Mr al-Megrahi had unsuccessfully
appealed and then dropped a second appeal shortly before the highly
controversial decision by Scotland to release him on compassionate grounds in
August 2009 as he had been expected to die from cancer within three months. He
is still alive though bedridden.
Investigators had alleged that the
suitcase containing the bomb that destroyed the aircraft in the explosion had
started its journey from Malta, a claim that the Maltese government had
persistently denied. According to the investigators, the case had also
contained fragments of clothing made by a manufacturer in Malta and sold by a
shop in Sliema.
A Scottish newspaper, the Sunday Herald, has now published online
a report into the al-Megrahi case, drawn up by the Scottish Criminal Cases
Review Commission and which had been kept secret for five years. In the
commission’s view, seven vital pieces of evidence had not been disclosed by the
Crown Office. It argues that, had such information been shared with the defence
team, the outcome of the trial could have been different.
At stake in the review commission’s
report is the credibility of the evidence given by a Maltese shopkeeper and
which was a determining factor in the case for the prosecution. Confirming
media reports that the shopkeeper and his brother had been compensated by the
US State Department for their evidence, the commission argued, correctly, that
the information should have been disclosed. It held the information could have
been used to question the shopkeeper’s credibility. Had this been done, it
could have put the prosecution’s case in serious difficulty.
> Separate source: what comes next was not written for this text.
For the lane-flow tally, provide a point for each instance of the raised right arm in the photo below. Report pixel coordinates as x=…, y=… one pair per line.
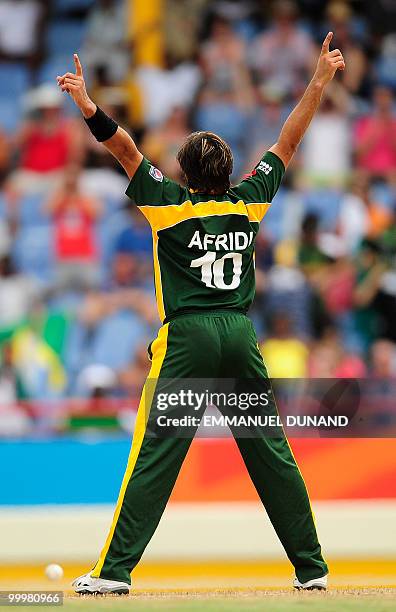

Jim Swire, who lost a daughter in the
terrorist act, believes there is even more compelling evidence relating to a
“fabricated” metal fragment initially used to trace the bomb to Libya. He holds
that the fragment was made and planted deliberately as evidence to mislead the
Scottish courts. Following the publication of the review commission’s report,
he now feels the Maltese government ought to petition the Crown Office in
Edinburgh to reopen the investigation.
Dr Swire has for long believed that
Mr al-Megrahi is innocent of the crime.
There are bound to be differences
over whether there is need for Malta to clear its name with some arguing, for
example, that there had never been any conclusive evidence that the bomb had
left from here and that the country had never been accused of aiding
terrorists. This may very well be true but the perception created by the
investigators’ conclusion that the case containing the bomb had started its
journey from Malta is hard to remove without conclusive evidence to the
contrary.
It would, therefore, be only fair for
Malta to have the perception removed altogether if this is at all possible
after so many years since the explosion.
Scottish Justice Secretary Kenny
MacAskill has said that issues raised in the review commission’s report would
have been properly considered by the Appeal Court had Mr al-Megrahi not
withdrawn his appeal. So, whose interest is it now to ensure that there has not
been a miscarriage of justice? And is it not crucial for Malta to clear its
name altogether?
There was a lot of implicit suggestion and veiled accusation that the Maltese security system was corrupt, and subverted wholesale to aid Libya in bombing PA103. Indeed Vincent Cannistraro is on record making the explicit accusation, though not in a court of law.
ReplyDeleteMost particularly, in the judgement of the first appeal, there is the acceptance of the prosecution's assertion that the suitcase was put on board KM180 at Luqa "by a criminal act". Whose criminal act? Implicitly, the Maltese security operatives.
Indeed, there is a good case for Malta needing to clear its name.